For instance, I want to start recording which accounts I have with different providers. I would like to map out which knows my different email addresses, phone numbers etc. If I change my phone number or email, or move house, this would let me keep track of what to update.
But that’s just an example, ideally I want to support arbitrary dependencies between anything.
I’m currently inclined to use graphviz. However, that’s very visualisation-centric. I would like a way to map out these dependencies in an arbitrary way and then generate graphs as one out of many byproducts.
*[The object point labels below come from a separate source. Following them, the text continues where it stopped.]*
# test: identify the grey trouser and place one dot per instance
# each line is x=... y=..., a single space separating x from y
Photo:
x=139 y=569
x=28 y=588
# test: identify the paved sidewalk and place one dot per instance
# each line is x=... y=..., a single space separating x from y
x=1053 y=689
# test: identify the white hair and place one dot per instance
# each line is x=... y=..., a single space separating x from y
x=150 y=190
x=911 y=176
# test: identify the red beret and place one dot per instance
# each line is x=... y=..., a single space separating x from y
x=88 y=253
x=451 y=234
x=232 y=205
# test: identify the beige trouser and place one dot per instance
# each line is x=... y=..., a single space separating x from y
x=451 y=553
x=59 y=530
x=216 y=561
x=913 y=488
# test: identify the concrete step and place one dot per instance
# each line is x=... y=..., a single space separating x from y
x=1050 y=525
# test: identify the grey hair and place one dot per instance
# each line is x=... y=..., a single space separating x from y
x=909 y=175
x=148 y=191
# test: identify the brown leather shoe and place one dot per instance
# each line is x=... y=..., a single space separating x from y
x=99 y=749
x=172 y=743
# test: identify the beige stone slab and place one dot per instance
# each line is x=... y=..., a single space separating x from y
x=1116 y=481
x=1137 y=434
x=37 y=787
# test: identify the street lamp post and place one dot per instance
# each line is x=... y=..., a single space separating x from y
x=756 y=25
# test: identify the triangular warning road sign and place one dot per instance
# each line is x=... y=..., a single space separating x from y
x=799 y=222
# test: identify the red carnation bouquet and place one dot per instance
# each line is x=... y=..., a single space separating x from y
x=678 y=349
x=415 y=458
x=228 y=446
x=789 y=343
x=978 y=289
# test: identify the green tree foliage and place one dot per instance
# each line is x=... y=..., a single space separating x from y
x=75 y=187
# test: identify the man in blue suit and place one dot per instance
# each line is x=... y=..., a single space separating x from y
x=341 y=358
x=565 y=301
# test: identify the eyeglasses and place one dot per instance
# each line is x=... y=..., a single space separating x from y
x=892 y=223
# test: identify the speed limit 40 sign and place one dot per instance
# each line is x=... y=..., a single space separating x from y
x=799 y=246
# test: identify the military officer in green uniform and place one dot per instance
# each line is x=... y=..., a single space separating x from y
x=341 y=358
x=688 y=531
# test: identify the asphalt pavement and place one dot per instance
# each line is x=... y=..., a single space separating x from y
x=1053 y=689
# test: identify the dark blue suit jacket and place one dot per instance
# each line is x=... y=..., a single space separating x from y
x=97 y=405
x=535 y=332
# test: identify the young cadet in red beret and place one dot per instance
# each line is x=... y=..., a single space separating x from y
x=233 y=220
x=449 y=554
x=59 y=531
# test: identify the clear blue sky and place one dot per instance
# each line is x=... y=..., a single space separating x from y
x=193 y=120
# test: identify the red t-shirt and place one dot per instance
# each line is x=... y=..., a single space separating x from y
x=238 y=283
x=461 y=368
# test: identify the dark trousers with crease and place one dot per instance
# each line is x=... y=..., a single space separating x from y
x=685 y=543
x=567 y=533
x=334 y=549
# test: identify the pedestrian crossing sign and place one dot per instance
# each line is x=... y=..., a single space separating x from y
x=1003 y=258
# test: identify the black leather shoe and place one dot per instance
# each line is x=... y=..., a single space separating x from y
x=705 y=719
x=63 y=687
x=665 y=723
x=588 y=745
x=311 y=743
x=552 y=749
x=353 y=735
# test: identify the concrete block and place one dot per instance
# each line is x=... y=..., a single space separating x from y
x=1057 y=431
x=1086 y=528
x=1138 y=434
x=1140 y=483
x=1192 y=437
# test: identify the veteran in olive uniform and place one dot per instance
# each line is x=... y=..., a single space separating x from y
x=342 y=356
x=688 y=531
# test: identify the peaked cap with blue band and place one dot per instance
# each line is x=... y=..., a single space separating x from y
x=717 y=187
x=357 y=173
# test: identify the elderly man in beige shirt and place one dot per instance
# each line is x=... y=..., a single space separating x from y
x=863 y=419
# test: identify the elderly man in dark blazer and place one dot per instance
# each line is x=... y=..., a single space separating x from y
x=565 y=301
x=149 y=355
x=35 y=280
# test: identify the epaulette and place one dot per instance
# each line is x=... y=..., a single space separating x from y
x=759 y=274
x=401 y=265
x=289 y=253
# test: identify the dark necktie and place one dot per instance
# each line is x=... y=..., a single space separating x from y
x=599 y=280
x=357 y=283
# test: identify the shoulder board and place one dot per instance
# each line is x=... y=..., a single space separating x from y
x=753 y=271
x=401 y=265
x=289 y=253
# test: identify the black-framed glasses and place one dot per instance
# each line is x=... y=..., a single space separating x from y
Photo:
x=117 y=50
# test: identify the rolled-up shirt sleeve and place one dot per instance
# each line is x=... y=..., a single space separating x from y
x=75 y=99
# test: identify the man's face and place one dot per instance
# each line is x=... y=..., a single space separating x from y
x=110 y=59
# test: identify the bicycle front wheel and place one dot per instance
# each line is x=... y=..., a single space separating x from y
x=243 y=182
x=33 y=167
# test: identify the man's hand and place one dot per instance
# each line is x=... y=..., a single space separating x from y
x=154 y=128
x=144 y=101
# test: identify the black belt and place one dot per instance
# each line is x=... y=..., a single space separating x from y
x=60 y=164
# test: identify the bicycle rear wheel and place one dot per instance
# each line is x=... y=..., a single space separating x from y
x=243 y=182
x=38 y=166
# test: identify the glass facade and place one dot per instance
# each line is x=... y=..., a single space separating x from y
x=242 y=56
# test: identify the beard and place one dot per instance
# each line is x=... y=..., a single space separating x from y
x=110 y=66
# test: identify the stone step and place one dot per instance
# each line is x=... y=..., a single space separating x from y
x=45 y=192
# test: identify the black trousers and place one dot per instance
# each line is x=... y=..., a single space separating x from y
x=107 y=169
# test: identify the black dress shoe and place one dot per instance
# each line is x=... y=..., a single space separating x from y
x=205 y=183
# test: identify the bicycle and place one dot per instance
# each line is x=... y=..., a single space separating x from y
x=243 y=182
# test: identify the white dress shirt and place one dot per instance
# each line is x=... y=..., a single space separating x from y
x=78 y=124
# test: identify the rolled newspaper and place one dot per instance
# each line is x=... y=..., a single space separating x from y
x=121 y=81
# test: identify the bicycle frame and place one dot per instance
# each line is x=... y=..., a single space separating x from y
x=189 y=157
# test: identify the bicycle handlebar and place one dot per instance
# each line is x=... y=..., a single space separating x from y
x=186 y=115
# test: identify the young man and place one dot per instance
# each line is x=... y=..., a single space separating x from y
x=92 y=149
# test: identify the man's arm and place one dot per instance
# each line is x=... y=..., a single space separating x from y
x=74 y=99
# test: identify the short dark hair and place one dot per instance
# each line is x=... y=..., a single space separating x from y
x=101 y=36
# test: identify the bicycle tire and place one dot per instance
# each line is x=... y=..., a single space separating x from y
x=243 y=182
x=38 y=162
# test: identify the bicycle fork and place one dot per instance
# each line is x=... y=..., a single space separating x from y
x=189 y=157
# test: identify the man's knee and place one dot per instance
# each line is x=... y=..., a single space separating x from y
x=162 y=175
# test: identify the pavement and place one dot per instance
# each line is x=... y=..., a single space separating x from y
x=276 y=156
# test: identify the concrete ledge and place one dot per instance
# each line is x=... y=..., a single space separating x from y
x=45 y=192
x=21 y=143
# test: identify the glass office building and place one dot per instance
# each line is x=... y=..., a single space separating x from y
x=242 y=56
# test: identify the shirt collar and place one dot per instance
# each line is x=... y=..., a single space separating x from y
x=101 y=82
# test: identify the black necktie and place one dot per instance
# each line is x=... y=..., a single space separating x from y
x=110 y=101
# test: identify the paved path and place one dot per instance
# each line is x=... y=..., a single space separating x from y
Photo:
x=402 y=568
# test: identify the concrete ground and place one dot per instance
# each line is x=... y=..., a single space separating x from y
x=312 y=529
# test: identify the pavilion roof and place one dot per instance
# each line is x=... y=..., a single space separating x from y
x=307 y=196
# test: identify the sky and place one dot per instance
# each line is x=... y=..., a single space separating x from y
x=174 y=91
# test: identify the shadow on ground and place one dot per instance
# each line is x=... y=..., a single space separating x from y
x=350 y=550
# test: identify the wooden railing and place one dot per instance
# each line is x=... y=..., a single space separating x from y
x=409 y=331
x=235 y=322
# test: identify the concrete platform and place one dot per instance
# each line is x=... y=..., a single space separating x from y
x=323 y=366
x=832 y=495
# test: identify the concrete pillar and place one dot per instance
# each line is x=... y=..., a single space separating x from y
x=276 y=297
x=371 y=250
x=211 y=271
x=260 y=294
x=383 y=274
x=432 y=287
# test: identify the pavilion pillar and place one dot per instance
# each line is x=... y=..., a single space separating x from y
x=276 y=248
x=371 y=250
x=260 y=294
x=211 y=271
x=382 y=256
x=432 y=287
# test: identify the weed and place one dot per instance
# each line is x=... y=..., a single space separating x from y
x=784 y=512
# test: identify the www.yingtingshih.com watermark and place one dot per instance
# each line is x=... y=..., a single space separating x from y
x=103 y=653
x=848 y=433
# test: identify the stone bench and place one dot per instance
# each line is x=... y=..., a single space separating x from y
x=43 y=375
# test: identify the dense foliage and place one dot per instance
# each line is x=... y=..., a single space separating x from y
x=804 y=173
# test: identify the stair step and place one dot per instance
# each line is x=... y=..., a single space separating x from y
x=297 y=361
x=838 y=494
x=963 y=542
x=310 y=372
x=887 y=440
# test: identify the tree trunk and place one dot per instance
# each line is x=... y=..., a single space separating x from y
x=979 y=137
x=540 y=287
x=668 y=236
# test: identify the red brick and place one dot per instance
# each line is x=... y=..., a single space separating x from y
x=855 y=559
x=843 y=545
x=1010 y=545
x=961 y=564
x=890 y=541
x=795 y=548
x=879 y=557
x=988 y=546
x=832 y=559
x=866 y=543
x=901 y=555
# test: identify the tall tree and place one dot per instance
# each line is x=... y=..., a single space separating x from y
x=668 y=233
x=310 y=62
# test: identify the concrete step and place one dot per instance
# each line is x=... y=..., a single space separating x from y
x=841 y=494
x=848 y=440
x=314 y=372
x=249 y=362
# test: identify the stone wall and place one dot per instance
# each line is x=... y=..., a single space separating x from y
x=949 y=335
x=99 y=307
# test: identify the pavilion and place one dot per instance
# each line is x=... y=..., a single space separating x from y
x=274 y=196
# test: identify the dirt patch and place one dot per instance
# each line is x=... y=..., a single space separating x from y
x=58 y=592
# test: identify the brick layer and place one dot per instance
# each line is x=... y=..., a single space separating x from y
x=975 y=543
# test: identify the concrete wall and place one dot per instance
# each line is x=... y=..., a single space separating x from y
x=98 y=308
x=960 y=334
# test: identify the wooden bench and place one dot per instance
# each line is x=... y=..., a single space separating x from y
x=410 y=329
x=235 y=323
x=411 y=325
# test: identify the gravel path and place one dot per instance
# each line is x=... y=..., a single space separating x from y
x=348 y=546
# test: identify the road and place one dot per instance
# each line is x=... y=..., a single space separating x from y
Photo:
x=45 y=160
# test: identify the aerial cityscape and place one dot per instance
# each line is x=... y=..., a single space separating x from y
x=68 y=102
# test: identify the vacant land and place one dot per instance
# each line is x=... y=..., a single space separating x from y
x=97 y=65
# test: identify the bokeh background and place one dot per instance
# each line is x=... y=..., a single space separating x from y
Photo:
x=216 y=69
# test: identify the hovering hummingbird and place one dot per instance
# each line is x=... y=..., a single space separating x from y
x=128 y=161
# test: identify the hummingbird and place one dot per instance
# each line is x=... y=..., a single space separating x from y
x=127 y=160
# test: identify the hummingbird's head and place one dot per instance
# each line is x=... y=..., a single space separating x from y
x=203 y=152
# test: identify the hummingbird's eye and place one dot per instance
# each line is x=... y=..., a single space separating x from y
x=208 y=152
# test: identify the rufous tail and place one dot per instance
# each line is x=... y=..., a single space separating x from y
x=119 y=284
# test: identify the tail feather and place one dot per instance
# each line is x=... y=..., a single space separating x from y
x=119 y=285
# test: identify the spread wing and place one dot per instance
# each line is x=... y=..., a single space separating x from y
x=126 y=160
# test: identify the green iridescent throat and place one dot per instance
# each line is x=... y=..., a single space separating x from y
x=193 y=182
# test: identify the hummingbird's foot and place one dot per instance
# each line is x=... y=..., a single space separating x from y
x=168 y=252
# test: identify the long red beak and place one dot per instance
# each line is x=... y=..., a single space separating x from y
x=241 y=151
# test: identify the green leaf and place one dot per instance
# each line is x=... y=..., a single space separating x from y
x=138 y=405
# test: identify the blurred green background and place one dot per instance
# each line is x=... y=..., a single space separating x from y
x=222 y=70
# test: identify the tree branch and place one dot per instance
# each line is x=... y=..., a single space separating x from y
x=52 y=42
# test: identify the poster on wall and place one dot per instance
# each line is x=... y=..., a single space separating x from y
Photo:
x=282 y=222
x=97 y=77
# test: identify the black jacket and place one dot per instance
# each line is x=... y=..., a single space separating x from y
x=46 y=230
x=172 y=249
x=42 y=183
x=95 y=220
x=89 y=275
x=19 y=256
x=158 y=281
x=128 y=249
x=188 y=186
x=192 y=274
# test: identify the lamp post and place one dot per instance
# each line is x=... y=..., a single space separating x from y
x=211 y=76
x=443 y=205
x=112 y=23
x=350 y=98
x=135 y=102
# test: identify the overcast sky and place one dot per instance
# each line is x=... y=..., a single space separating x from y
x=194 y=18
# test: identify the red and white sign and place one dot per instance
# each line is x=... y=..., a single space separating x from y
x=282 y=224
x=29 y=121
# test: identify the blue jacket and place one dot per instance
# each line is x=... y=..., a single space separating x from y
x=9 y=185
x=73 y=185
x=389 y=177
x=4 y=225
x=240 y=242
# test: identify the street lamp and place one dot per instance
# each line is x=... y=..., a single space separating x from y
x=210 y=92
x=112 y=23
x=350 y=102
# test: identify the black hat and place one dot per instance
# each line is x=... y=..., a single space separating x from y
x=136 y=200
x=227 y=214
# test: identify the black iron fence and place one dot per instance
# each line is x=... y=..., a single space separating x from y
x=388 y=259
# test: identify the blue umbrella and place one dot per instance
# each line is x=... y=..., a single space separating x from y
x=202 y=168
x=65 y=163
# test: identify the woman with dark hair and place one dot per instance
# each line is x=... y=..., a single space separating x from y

Example of how this could work in my head:
phone1: +447123456789
phone2: +447987654321
email1: [email protected]
email2: [email protected]
address: 1 Example Street, UK, EX4 4PL
bank:
- email1
- phone2
- address
electricity-provider:
- address
- email2
credit-card-company:
- address
- phone1
- email1
Then, I could generate graphs with graph-dependencies email1 or graph-dependencies bank. Or, I could say find-dependencies email and that would print bank, credit-card-company.
Is anyone aware of such a tool, or solved this problem in a different way? Bonus points if it’s packaged already for Debian.


Thank you! I do not have any experience with graph databases or RDF, so you’ve introduced me to a very fun rabbit hole :)
On reflection, I think the route I was going down was overkill. I only need to graph small numbers of dependencies (tens or hundreds of objects). Graphviz is probably still best for my use case, moving onto a graph database or similar if I ended up needing to represent thousands of very complex dependencies.
The main motivation for this was wanting to keep track of all my accounts and the information they have about me in a structured way. I made the mistake of using a few different email providers and phone numbers and trying to segregate everything. That wasn’t worth it and I want to move all of my accounts back to pointing to a single email and phone number. But, I never made complete records of which accounts I have, so I wanted to come up with a good way of documenting that, so that I can be sure when I can stop monitoring / delete old accounts.
Glad that helped the decision.
As someone who does this for privacy, I just end up using a password database to make notes on each provider. It holds the relevant authentication, payment, address, etc data in the notes. I religiously update it when I create something new or have to change. Categories make tracking easier, I.e. payment method = category, same for addresses, etc.